Le fait de connaître les mouvements islamiques de l’intérieur affinait ses analyses, et le fait d’avoir écrit des textes pour le théâtre dès l’âge de 13 ans faisait qu’il entrait dans la peau des personnages. « Une fois, j’ai publié un article sans signature, expliquant les raisons pour lesquelles la femme cherche la protection. Je me suis tellement placé dans une logique féminine que tout le monde a pensé que j’étais une femme ».

Se situant dans un entre-deux culturel, il s’islamise tout en usant les outils occidentaux et renouvelle la forme du discours religieux sans pour autant l’innover. « Je ne peux pas prétendre changer le contenu du discours religieux, ça sera embobiner les gens. Simplement, je lui ai prêté une nouvelle forme, pour le rendre plus attrayant. Les cheikhs Ghazali et Chaarawi, à titre d’exemple, avaient opéré un travail fondamental de réflexion. On s’est nourri de leurs enregistrements. Mais notre génération a quand même servi de charnière pour faire monter l’éveil religieux à la surface », explique Abou-Haiba, l’un des entrepreneurs privés du champ religieux tel décrit par le chercheur suisse Patrick Haenni.

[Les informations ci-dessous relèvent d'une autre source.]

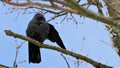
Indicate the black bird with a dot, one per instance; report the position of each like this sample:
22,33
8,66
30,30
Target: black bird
40,30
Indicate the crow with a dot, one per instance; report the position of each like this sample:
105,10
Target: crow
40,30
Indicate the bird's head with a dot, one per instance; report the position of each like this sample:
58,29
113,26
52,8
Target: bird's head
39,17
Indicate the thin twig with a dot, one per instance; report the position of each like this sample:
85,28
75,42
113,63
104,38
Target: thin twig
65,60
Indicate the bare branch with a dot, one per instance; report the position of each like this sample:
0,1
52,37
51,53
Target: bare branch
67,52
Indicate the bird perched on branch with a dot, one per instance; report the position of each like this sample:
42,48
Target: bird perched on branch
40,30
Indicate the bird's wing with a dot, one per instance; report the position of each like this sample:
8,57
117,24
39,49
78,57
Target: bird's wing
54,36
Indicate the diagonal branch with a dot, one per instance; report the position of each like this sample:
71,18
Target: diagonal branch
67,52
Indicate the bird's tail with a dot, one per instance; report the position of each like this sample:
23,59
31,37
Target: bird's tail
34,53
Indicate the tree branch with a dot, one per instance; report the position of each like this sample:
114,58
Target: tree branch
71,6
67,52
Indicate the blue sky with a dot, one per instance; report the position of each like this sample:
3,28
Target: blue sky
94,32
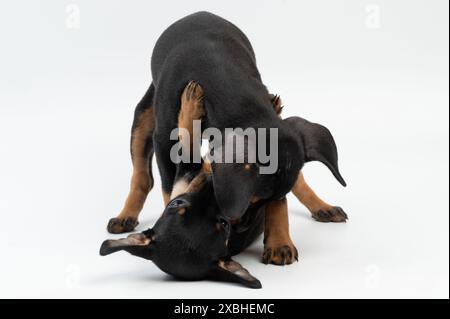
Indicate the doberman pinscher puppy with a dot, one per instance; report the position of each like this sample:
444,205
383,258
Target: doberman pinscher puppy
204,68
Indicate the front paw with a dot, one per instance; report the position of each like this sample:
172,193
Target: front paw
280,254
331,215
119,225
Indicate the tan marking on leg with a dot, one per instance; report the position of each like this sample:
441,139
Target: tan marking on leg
307,197
320,210
278,246
191,109
166,198
206,167
141,180
179,188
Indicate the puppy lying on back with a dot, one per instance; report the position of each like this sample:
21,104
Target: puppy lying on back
204,68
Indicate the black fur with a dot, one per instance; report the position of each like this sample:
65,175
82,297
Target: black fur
211,51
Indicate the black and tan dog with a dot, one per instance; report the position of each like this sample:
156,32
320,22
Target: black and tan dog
204,68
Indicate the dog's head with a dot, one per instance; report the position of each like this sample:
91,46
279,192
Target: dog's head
237,185
189,241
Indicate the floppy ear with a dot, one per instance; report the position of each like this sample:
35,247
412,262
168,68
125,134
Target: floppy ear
135,244
234,186
230,270
317,144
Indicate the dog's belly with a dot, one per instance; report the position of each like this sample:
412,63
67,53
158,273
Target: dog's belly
195,39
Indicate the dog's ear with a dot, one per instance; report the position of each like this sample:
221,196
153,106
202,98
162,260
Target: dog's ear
229,270
317,144
234,186
136,244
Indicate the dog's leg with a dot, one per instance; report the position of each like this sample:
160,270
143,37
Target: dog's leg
141,154
278,246
320,210
276,103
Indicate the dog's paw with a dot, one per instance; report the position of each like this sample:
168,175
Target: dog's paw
280,255
191,100
118,225
331,215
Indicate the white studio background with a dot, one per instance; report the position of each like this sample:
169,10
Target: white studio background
374,72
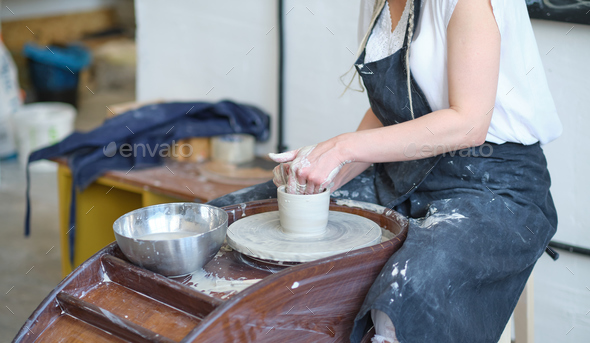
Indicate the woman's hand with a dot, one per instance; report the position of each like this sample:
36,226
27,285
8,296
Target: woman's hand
311,169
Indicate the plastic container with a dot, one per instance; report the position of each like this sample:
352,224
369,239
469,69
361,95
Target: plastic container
55,71
39,125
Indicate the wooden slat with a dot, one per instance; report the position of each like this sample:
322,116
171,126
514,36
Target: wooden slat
142,310
67,329
159,287
107,321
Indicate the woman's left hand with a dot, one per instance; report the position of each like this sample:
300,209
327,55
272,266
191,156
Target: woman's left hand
311,169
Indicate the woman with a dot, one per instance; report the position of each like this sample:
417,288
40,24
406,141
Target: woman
455,145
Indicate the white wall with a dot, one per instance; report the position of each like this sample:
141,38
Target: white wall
562,296
186,48
320,42
41,8
186,51
568,73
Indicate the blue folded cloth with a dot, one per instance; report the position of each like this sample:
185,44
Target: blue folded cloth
153,128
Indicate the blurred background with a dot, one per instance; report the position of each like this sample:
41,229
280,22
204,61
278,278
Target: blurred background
121,53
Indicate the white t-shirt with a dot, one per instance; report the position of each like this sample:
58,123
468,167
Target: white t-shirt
524,111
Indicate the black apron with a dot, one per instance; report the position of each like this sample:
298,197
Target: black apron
479,220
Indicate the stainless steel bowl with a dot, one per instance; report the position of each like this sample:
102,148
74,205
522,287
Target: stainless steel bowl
171,239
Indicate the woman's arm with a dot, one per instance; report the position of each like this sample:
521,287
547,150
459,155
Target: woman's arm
350,170
473,58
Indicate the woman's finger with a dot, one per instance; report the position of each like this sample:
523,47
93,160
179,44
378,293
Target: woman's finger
284,157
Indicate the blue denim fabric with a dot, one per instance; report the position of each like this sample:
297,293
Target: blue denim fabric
89,154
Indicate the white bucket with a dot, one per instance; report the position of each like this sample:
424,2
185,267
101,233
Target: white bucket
40,125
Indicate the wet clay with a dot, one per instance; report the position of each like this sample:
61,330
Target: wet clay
261,236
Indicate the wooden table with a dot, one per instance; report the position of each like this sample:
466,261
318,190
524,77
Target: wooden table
118,192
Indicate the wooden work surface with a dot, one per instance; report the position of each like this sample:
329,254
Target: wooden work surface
181,180
118,192
108,299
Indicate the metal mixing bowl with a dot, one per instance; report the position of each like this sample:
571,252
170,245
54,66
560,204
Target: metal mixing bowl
171,239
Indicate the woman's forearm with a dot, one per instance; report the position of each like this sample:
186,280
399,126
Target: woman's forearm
351,170
435,133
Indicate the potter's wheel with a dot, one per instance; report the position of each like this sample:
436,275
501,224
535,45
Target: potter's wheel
261,236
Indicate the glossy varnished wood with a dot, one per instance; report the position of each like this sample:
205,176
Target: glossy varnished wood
310,302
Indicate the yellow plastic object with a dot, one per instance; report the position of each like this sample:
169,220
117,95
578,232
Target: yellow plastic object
97,207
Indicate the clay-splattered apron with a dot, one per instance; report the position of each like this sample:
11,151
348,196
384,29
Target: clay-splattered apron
479,220
482,217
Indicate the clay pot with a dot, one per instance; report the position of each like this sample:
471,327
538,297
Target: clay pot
303,215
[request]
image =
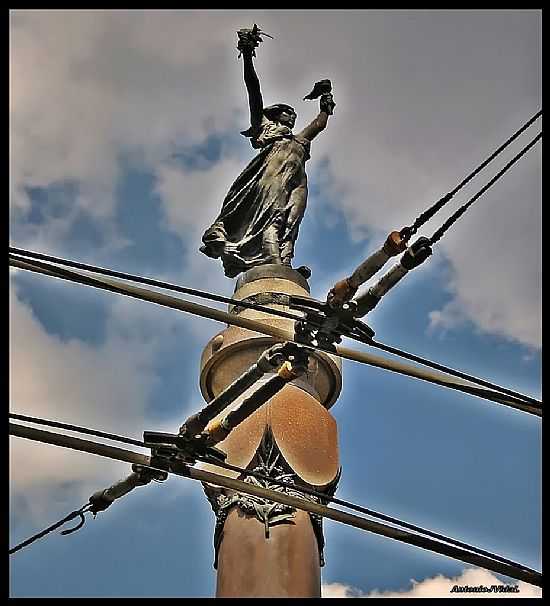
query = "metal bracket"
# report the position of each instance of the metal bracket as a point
(172, 451)
(324, 325)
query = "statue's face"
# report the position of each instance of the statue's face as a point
(287, 118)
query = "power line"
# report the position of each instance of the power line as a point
(303, 489)
(451, 371)
(430, 212)
(274, 331)
(359, 508)
(280, 313)
(516, 571)
(151, 282)
(77, 428)
(437, 235)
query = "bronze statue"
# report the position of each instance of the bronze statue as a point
(262, 211)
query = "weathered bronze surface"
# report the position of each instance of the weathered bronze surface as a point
(261, 214)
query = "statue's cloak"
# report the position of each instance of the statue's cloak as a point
(259, 198)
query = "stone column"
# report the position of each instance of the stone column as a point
(264, 549)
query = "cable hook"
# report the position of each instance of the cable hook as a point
(80, 513)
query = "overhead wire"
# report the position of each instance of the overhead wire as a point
(323, 497)
(74, 514)
(437, 235)
(456, 373)
(432, 210)
(77, 428)
(151, 282)
(276, 312)
(277, 332)
(517, 571)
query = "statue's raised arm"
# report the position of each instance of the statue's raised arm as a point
(261, 213)
(249, 39)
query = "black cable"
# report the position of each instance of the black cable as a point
(328, 499)
(324, 498)
(414, 539)
(74, 514)
(76, 428)
(455, 216)
(90, 281)
(456, 373)
(430, 212)
(151, 282)
(303, 489)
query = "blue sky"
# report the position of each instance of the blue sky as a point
(135, 194)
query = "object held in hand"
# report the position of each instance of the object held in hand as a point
(249, 39)
(327, 103)
(321, 88)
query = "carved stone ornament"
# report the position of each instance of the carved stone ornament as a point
(268, 461)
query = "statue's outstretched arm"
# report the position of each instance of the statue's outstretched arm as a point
(319, 124)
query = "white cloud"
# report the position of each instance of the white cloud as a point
(437, 587)
(106, 387)
(421, 98)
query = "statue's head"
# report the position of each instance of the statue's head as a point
(282, 113)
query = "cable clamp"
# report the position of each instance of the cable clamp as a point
(417, 253)
(324, 325)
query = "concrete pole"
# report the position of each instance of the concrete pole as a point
(264, 549)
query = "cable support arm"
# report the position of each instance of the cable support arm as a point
(420, 250)
(140, 476)
(269, 361)
(291, 369)
(516, 571)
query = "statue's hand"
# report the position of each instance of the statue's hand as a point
(249, 39)
(326, 103)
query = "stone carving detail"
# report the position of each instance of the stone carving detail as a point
(270, 462)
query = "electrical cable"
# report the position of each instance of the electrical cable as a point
(151, 282)
(331, 499)
(451, 371)
(437, 235)
(281, 314)
(517, 571)
(430, 212)
(324, 498)
(277, 332)
(74, 514)
(76, 428)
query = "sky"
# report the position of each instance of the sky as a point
(124, 138)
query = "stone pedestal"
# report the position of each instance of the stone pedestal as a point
(264, 549)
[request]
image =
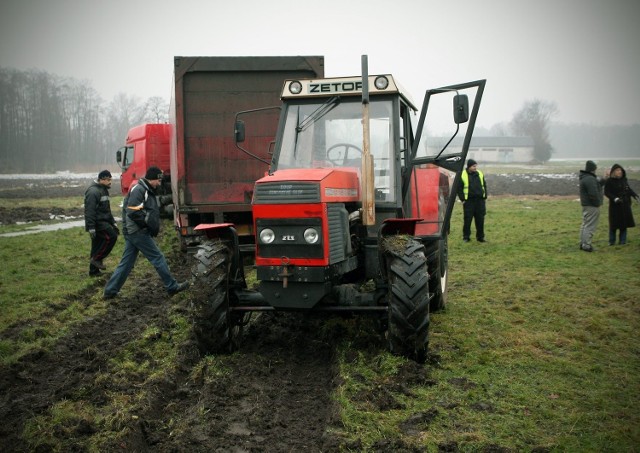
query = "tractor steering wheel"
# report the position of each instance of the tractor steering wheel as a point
(336, 160)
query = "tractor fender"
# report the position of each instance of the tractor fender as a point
(216, 230)
(399, 226)
(224, 231)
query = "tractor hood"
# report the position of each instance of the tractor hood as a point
(314, 185)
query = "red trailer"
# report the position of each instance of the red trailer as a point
(145, 145)
(212, 182)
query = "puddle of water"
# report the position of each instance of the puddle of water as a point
(45, 228)
(48, 228)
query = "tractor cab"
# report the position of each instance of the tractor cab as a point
(353, 213)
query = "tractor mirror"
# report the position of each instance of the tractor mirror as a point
(239, 131)
(460, 108)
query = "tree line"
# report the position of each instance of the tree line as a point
(50, 123)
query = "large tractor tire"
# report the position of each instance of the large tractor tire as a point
(217, 329)
(438, 265)
(408, 299)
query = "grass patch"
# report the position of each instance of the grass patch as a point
(536, 349)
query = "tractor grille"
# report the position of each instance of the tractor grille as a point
(338, 235)
(286, 192)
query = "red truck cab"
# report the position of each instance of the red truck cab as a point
(146, 145)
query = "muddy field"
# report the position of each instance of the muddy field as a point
(276, 397)
(68, 187)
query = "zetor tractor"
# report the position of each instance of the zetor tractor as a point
(353, 214)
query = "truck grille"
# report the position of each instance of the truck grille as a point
(286, 192)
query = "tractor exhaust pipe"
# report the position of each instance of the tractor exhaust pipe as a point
(368, 196)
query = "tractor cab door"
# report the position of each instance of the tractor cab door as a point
(438, 154)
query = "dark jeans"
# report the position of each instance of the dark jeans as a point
(474, 209)
(623, 236)
(101, 246)
(143, 243)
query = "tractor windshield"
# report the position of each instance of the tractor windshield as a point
(329, 134)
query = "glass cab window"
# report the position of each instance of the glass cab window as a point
(329, 135)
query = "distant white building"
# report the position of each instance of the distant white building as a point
(503, 150)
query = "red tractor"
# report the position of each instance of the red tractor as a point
(352, 215)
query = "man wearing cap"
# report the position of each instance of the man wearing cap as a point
(140, 224)
(99, 221)
(591, 200)
(472, 192)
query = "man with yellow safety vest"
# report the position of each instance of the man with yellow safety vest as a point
(472, 192)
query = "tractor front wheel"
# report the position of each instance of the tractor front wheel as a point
(215, 325)
(438, 263)
(408, 299)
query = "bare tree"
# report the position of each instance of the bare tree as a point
(123, 113)
(533, 120)
(157, 110)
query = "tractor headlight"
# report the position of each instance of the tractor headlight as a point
(311, 235)
(295, 87)
(381, 83)
(267, 236)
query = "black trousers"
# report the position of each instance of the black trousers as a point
(474, 209)
(102, 245)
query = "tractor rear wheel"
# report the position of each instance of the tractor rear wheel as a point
(217, 329)
(438, 263)
(408, 298)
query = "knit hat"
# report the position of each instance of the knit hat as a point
(153, 173)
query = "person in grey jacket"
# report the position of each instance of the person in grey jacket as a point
(591, 200)
(140, 224)
(99, 222)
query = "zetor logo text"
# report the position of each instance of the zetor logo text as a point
(335, 87)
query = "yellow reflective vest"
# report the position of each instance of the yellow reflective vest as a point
(465, 184)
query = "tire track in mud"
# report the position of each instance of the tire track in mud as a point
(274, 396)
(41, 379)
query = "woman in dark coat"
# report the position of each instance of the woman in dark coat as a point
(617, 190)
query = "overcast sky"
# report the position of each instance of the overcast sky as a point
(584, 55)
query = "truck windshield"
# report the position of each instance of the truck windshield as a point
(334, 139)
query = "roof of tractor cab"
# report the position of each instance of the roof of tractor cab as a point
(344, 86)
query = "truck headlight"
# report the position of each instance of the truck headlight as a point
(267, 236)
(311, 235)
(381, 83)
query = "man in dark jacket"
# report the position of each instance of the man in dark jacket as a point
(140, 224)
(99, 221)
(591, 200)
(473, 193)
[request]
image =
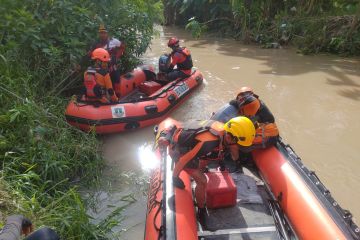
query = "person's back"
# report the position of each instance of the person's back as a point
(181, 58)
(249, 105)
(97, 80)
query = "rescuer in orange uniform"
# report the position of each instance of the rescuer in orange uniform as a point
(202, 140)
(97, 80)
(249, 105)
(181, 58)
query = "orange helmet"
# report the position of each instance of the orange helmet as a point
(173, 42)
(100, 54)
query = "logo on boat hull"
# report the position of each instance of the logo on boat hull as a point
(181, 89)
(118, 112)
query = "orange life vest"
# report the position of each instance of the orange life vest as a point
(265, 131)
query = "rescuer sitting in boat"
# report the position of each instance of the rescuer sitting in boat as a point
(116, 49)
(196, 141)
(181, 58)
(97, 82)
(249, 105)
(17, 225)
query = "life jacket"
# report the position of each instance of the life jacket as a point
(264, 132)
(256, 110)
(90, 83)
(187, 64)
(184, 139)
(92, 87)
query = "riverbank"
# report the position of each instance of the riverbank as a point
(312, 26)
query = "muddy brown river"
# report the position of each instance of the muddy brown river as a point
(315, 100)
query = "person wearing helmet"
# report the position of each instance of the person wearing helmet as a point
(98, 85)
(116, 49)
(204, 140)
(249, 105)
(181, 58)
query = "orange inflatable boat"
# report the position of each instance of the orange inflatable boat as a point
(277, 197)
(143, 102)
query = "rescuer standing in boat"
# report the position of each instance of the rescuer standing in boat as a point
(97, 82)
(181, 58)
(249, 105)
(196, 141)
(116, 49)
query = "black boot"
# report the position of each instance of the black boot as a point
(202, 214)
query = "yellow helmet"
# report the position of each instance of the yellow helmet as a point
(241, 128)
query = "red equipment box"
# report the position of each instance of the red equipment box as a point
(221, 190)
(149, 87)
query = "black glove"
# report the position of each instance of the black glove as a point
(177, 182)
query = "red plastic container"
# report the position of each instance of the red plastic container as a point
(149, 87)
(221, 190)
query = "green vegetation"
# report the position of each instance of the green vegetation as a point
(314, 26)
(42, 159)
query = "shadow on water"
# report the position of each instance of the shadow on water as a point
(285, 62)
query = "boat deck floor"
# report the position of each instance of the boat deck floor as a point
(249, 219)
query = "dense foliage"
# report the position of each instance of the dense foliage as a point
(42, 159)
(314, 26)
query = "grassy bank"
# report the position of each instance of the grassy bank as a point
(313, 26)
(42, 159)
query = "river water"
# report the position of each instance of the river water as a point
(315, 100)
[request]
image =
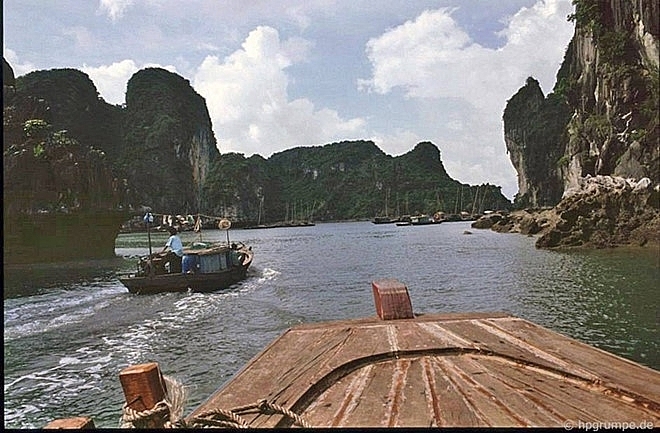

S’intéressant à la classe moyenne supérieure, ils mettent l’accent sur les accomplissements sociaux plutôt que l’engagement politique, s’opposent à l’occidentalisation culturelle, mais profitent du progrès et de l’air du temps.

Dalia Chams

Jalons

 

1969 : Naissance au Caire.

1991 : Diplôme en polytechnique (Université du Caire).

1998 : Fondation de la boîte de production Sana Al-Charq.

1999 : Présentation d’une première émission

avec Amr Khaled, Leqaa al-ahebba.

Début 2009 : Lancement prévu de 4Shabab.